À l’ONU, le consensus répressif sur les drogues s’érode de plus en plus
Les 14 et 15 mars 2024, pour la première fois depuis 2019, l’ONU réunissait à Vienne des ministres et représentants d’États du monde entier autour des politiques des drogues.
Alors que de plus en plus de voix s’élèvent pour remettre en cause la « guerre à la drogue » sur laquelle repose le système international de contrôle des stupéfiants depuis les années 60 — tant de la part d’ONG que d’organes des Nations-Unies, cette réunion a été l’occasion pour une coalition d’États d’appeler à une réforme profonde.
La manière dont les politiques des drogues affectent le respect des droits humains ne peut plus être ignorée
Une soixante de pays — dont tous les États membres de l’Union européenne — réunis par la Colombie, ont signé un texte affirmant que « le système international de contrôle des drogues tel qu’il est appliqué actuellement doit être repensé ». La déclaration commune alerte sur les conséquences catastrophiques des politiques punitives en matière de drogue, qui alimentent la violence, la corruption et la dévastation de l’environnement, tout en compromettant la santé, le développement et les droits humains.
Le président colombien Gustavo Petro est d’ailleurs intervenu par vidéo, qualifiant le système international actuel d’« anachronique et indolent ».
Pour la première fois, le haut-commissaire de l’ONU aux droits de l’homme était présent en personne à Vienne où il a appelé à un « changement transformateur de la politique des drogues à l’échelle mondiale ». Sa déclaration fait suite au rapport d’août 2023 dans lequel le haut-commissaire alertait sur l’impact considérable des politiques des drogues sur les droits fondamentaux. Le rapport indique que, dans les cas les plus graves, la politique de répression conduit à une militarisation de l’action des forces de l’ordre, une escalade de l’emploi de la force létale, des exécutions extrajudiciaires voire l’application de la peine de mort pour infraction à la législation sur les stupéfiants. Plus généralement, le rapport du Haut-Commissariat se préoccupe du « recours inutile et disproportionné au système de justice pénale pour traiter les infractions liées à la drogue, une approche qui a entrainé une croissance exponentielle de la population carcérale. »
La société civile mobilisée pour le changement
Depuis de nombreuses années, des ONG dénoncent la « guerre à la drogue » : les politiques visant à interdire et à éradiquer les drogues n’ont pas permis de réduire les marchés illégaux ni de contrôler la criminalité organisée. Pire, de nombreuses données montrent que le paradigme punitif promu par le système actuel de contrôle des drogues sape la promotion de la santé, les droits humains et le développement durable.
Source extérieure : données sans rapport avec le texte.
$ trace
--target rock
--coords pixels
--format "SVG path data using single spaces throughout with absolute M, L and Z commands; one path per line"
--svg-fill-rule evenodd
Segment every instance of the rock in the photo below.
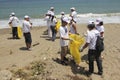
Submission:
M 0 80 L 12 80 L 12 73 L 8 70 L 1 70 Z

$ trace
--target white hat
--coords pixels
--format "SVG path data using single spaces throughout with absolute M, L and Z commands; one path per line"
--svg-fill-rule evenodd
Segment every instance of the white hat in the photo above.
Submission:
M 12 16 L 14 16 L 14 15 L 15 15 L 15 13 L 14 13 L 14 12 L 12 12 L 12 13 L 11 13 L 11 15 L 12 15 Z
M 54 12 L 50 12 L 50 14 L 51 14 L 51 16 L 54 16 L 54 15 L 55 15 Z
M 75 10 L 75 8 L 74 7 L 72 7 L 72 8 L 70 8 L 71 10 Z
M 54 7 L 50 7 L 50 9 L 54 9 Z
M 51 11 L 48 10 L 48 12 L 46 14 L 51 14 Z
M 68 17 L 64 17 L 62 20 L 63 20 L 64 22 L 70 23 L 70 20 L 69 20 Z
M 30 17 L 28 15 L 25 15 L 24 18 L 27 19 L 27 18 L 30 18 Z
M 88 24 L 94 24 L 94 21 L 89 21 Z
M 103 22 L 102 18 L 97 18 L 96 19 L 96 24 L 99 24 L 100 22 Z
M 61 12 L 61 14 L 65 14 L 65 12 Z

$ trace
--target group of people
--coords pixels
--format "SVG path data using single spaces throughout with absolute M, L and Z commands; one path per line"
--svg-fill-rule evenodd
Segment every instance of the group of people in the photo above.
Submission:
M 11 13 L 8 24 L 12 28 L 12 38 L 13 39 L 20 39 L 18 37 L 19 19 L 15 16 L 14 12 Z M 32 38 L 31 38 L 31 33 L 30 33 L 31 28 L 32 28 L 32 23 L 30 22 L 30 17 L 25 15 L 24 21 L 22 24 L 22 32 L 23 32 L 23 35 L 25 38 L 26 47 L 30 51 L 31 51 L 31 43 L 32 43 Z
M 69 23 L 70 32 L 73 34 L 77 34 L 77 30 L 76 30 L 77 12 L 74 7 L 70 8 L 70 10 L 71 10 L 71 13 L 68 18 L 70 21 Z M 64 17 L 66 17 L 65 12 L 61 12 L 61 23 Z M 49 38 L 51 38 L 52 41 L 55 41 L 56 33 L 57 33 L 55 27 L 58 20 L 56 19 L 56 16 L 54 13 L 54 7 L 51 7 L 50 10 L 48 10 L 45 16 L 45 20 L 47 21 L 48 36 Z
M 59 28 L 59 34 L 60 34 L 60 47 L 61 47 L 61 64 L 67 65 L 68 59 L 66 58 L 68 50 L 69 41 L 73 41 L 71 38 L 69 38 L 69 34 L 78 34 L 77 32 L 77 12 L 74 7 L 70 8 L 71 13 L 69 17 L 65 16 L 64 12 L 61 12 L 61 26 Z M 48 37 L 55 41 L 56 39 L 56 24 L 57 19 L 54 13 L 54 7 L 51 7 L 50 10 L 46 13 L 45 20 L 47 21 L 47 27 L 48 27 Z M 18 33 L 17 33 L 17 27 L 18 27 L 19 19 L 15 16 L 15 13 L 11 13 L 10 19 L 9 19 L 9 25 L 12 26 L 12 34 L 13 39 L 19 39 Z M 68 29 L 68 25 L 70 26 L 70 30 Z M 25 37 L 25 43 L 28 50 L 31 50 L 31 33 L 30 29 L 32 28 L 32 23 L 30 22 L 29 16 L 24 16 L 24 22 L 22 25 L 23 34 Z M 100 36 L 102 40 L 104 40 L 104 26 L 103 26 L 103 20 L 101 18 L 96 19 L 96 22 L 89 21 L 89 24 L 87 25 L 87 34 L 86 37 L 86 43 L 80 48 L 80 51 L 82 52 L 86 47 L 89 47 L 88 50 L 88 61 L 89 61 L 89 73 L 92 74 L 94 72 L 94 60 L 97 62 L 98 66 L 98 74 L 102 75 L 103 73 L 103 67 L 102 67 L 102 51 L 96 50 L 96 40 L 97 36 Z

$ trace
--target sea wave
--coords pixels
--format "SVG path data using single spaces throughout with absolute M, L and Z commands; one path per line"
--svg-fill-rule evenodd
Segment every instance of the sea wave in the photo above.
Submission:
M 66 14 L 69 16 L 69 14 Z M 60 19 L 61 15 L 56 15 L 58 19 Z M 77 23 L 87 23 L 89 20 L 95 21 L 97 18 L 101 17 L 104 23 L 120 23 L 120 13 L 108 13 L 108 14 L 78 14 L 77 15 Z M 23 19 L 20 19 L 20 26 L 22 26 Z M 33 26 L 46 26 L 46 21 L 44 18 L 32 18 L 31 22 Z M 9 28 L 8 20 L 0 20 L 0 28 Z

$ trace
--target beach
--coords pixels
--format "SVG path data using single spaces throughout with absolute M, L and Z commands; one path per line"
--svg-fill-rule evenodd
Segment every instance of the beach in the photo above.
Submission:
M 76 69 L 73 62 L 68 66 L 59 63 L 60 43 L 59 34 L 55 42 L 49 40 L 47 35 L 43 35 L 47 27 L 34 27 L 32 34 L 32 51 L 25 49 L 24 37 L 18 40 L 11 39 L 11 29 L 0 29 L 0 70 L 11 71 L 13 80 L 21 78 L 15 76 L 14 72 L 22 70 L 29 73 L 31 63 L 44 63 L 44 74 L 36 74 L 38 80 L 120 80 L 120 24 L 105 24 L 105 50 L 102 52 L 103 59 L 103 76 L 97 75 L 97 65 L 95 62 L 94 74 L 87 77 L 85 71 L 88 70 L 87 50 L 81 53 L 81 69 Z M 87 28 L 86 24 L 77 25 L 79 34 L 83 34 Z M 70 57 L 70 55 L 68 55 Z M 24 75 L 23 75 L 24 76 Z M 27 76 L 31 76 L 30 74 Z M 42 76 L 42 79 L 41 79 Z M 30 80 L 23 77 L 24 80 Z M 29 77 L 30 78 L 30 77 Z M 23 79 L 20 79 L 23 80 Z M 32 79 L 31 79 L 32 80 Z M 35 79 L 37 80 L 37 79 Z

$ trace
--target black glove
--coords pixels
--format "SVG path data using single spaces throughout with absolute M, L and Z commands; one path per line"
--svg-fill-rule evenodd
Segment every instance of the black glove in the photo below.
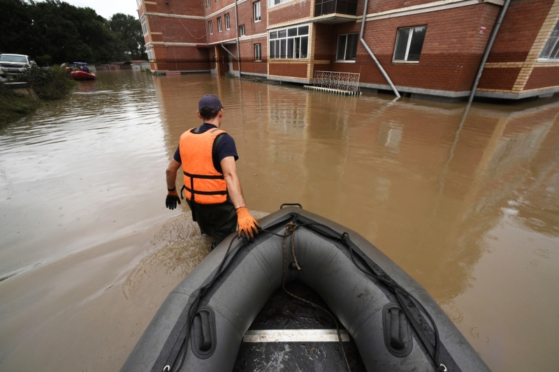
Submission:
M 174 209 L 177 207 L 177 202 L 180 204 L 179 194 L 177 193 L 177 188 L 173 190 L 167 189 L 167 198 L 165 199 L 165 206 L 169 209 Z

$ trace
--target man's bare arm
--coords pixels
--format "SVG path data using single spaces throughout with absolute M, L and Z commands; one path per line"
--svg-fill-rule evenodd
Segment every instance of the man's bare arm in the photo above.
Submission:
M 242 190 L 240 188 L 239 177 L 237 176 L 235 158 L 233 156 L 227 156 L 220 162 L 220 164 L 223 170 L 223 176 L 227 183 L 227 191 L 235 208 L 246 207 L 245 205 L 245 198 L 242 197 Z M 168 183 L 168 181 L 167 182 Z
M 169 166 L 167 167 L 167 170 L 165 172 L 167 176 L 167 188 L 172 189 L 175 187 L 175 184 L 177 182 L 177 171 L 180 168 L 180 163 L 175 161 L 175 159 L 171 159 L 170 163 L 169 163 Z

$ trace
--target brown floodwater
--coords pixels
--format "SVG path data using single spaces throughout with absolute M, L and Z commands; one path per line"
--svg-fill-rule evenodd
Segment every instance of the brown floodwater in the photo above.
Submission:
M 559 101 L 442 104 L 100 72 L 0 127 L 0 371 L 118 371 L 209 252 L 165 169 L 225 106 L 257 216 L 296 202 L 423 285 L 493 371 L 559 365 Z

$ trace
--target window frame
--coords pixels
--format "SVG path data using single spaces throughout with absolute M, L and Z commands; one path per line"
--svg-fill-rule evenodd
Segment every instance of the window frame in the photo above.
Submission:
M 398 27 L 396 30 L 396 41 L 394 44 L 394 52 L 392 53 L 392 62 L 394 64 L 419 64 L 419 61 L 408 61 L 407 58 L 409 54 L 409 47 L 412 45 L 412 38 L 414 36 L 414 30 L 418 27 L 425 27 L 425 33 L 427 34 L 427 24 L 420 24 L 419 26 L 408 26 L 407 27 Z M 409 34 L 407 36 L 407 44 L 406 44 L 406 52 L 404 54 L 404 59 L 395 59 L 396 57 L 396 50 L 398 48 L 398 42 L 400 38 L 400 30 L 405 29 L 409 29 Z M 425 43 L 425 39 L 423 39 Z M 423 44 L 421 44 L 421 50 L 423 50 Z M 421 56 L 421 53 L 419 54 Z M 420 57 L 421 58 L 421 57 Z
M 145 45 L 145 54 L 147 54 L 148 61 L 155 59 L 155 56 L 153 54 L 153 47 L 152 47 L 151 44 Z
M 145 18 L 145 15 L 143 15 L 140 18 L 140 23 L 142 25 L 142 36 L 145 36 L 147 35 L 147 20 Z
M 262 61 L 262 44 L 261 43 L 258 43 L 253 45 L 254 48 L 254 61 L 255 62 L 261 62 Z
M 539 52 L 539 55 L 537 57 L 537 61 L 538 62 L 544 62 L 544 63 L 553 63 L 553 62 L 557 63 L 557 62 L 559 62 L 559 52 L 556 52 L 556 57 L 555 58 L 549 58 L 549 54 L 551 54 L 551 52 L 553 51 L 553 50 L 555 50 L 555 48 L 556 48 L 558 47 L 558 45 L 559 45 L 559 35 L 556 35 L 555 36 L 553 36 L 553 32 L 554 31 L 556 31 L 556 32 L 558 31 L 558 29 L 559 29 L 559 20 L 557 21 L 557 23 L 556 24 L 555 27 L 553 27 L 553 28 L 551 29 L 551 33 L 549 34 L 549 36 L 547 38 L 547 40 L 546 40 L 546 43 L 544 44 L 544 47 L 542 48 L 542 52 Z M 552 38 L 556 38 L 556 39 L 555 39 L 555 41 L 553 42 L 553 46 L 551 48 L 549 48 L 549 54 L 548 54 L 548 57 L 542 57 L 542 54 L 543 54 L 544 50 L 545 50 L 546 47 L 547 47 L 548 43 L 551 40 Z
M 258 12 L 256 10 L 258 9 Z M 258 19 L 256 18 L 256 13 L 258 13 Z M 252 22 L 254 23 L 259 22 L 262 20 L 262 8 L 260 5 L 260 0 L 252 3 Z
M 346 55 L 347 54 L 347 36 L 349 35 L 356 35 L 357 36 L 357 42 L 355 43 L 355 59 L 346 59 Z M 345 36 L 345 47 L 344 48 L 344 59 L 337 59 L 337 48 L 340 46 L 340 38 L 341 36 Z M 335 62 L 337 64 L 354 64 L 355 61 L 357 59 L 357 47 L 359 43 L 359 34 L 358 32 L 351 32 L 350 34 L 340 34 L 337 36 L 337 44 L 336 45 L 336 59 Z
M 307 34 L 299 34 L 299 29 L 302 28 L 302 27 L 307 27 Z M 289 36 L 289 30 L 293 30 L 293 29 L 297 30 L 297 34 L 296 35 L 292 35 L 291 36 Z M 280 36 L 280 34 L 281 32 L 282 32 L 282 31 L 285 33 L 285 36 Z M 275 37 L 273 38 L 272 37 L 272 34 L 276 34 Z M 287 57 L 287 50 L 289 50 L 289 48 L 290 47 L 290 45 L 289 45 L 290 43 L 289 42 L 289 39 L 298 39 L 298 38 L 299 39 L 299 44 L 298 45 L 299 45 L 299 46 L 300 47 L 302 46 L 302 45 L 303 45 L 303 38 L 305 38 L 305 37 L 307 38 L 307 49 L 306 49 L 306 52 L 305 52 L 305 57 L 300 57 L 301 53 L 299 53 L 299 56 L 300 57 Z M 282 43 L 282 40 L 284 40 L 284 43 Z M 274 56 L 273 57 L 272 57 L 272 54 L 271 54 L 271 51 L 273 50 L 273 47 L 271 46 L 271 45 L 272 45 L 273 42 L 274 43 L 274 47 L 273 47 Z M 276 47 L 275 46 L 277 43 L 280 43 L 280 46 L 279 47 Z M 285 57 L 283 57 L 283 58 L 282 58 L 282 52 L 284 52 L 284 50 L 282 50 L 283 49 L 282 48 L 282 44 L 283 44 L 283 45 L 284 45 L 284 51 L 285 51 L 285 56 L 286 56 Z M 291 45 L 292 47 L 293 47 L 293 52 L 292 52 L 293 54 L 292 55 L 294 55 L 296 54 L 296 42 L 295 41 L 295 40 L 293 40 L 293 44 Z M 268 54 L 267 55 L 268 55 L 268 61 L 270 61 L 270 59 L 273 59 L 273 60 L 276 60 L 276 59 L 303 59 L 303 60 L 304 59 L 308 59 L 308 58 L 309 58 L 309 48 L 310 48 L 310 23 L 304 23 L 304 24 L 295 24 L 295 25 L 289 26 L 289 27 L 283 27 L 283 28 L 281 28 L 281 29 L 272 29 L 272 30 L 268 30 Z M 276 50 L 279 51 L 279 53 L 280 53 L 279 56 L 280 57 L 276 57 L 276 55 L 275 55 L 275 51 Z

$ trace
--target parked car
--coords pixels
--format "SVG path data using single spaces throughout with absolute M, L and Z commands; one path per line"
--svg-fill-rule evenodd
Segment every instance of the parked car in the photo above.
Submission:
M 0 54 L 0 75 L 14 76 L 26 67 L 36 65 L 29 56 L 24 54 Z

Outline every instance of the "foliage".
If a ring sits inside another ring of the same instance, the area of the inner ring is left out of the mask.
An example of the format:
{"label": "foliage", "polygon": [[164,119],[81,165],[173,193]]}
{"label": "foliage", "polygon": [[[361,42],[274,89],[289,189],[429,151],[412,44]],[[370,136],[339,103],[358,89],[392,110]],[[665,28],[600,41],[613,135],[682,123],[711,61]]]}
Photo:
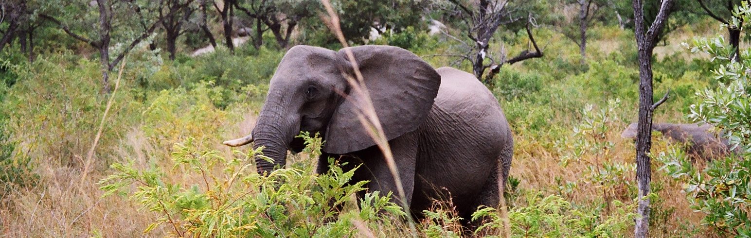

Ainsi, dans son rapport intitulé En déroute, le Consortium international sur les politiques des drogues – IDPC s’appuie sur de nombreuses données et sur les remontées de la société civile et des communautés concernées pour démontrer que les objectifs que s’étaient fixés les États en 2019 sont loin d’être atteints.
Plusieurs organisations françaises étaient présentes à Vienne, dont la Fédération Addiction qui fait partie de la Plateforme française de la société civile sur les politiques internationales des drogues. Une rencontre a été organisée entre la plateforme et la délégation gouvernementale française, en présence de l’ambassadrice Delphine Hournau-Pouëzat, représentante permanente de la France auprès de l’ONU à Vienne : l’occasion pour les organisations représentées d’exprimer leur satisfaction de voir la France signer la déclaration portée par la Colombie tout en regrettant ce qui apparait comme un manque de coordination dans les prises de position françaises à Vienne et à Genève.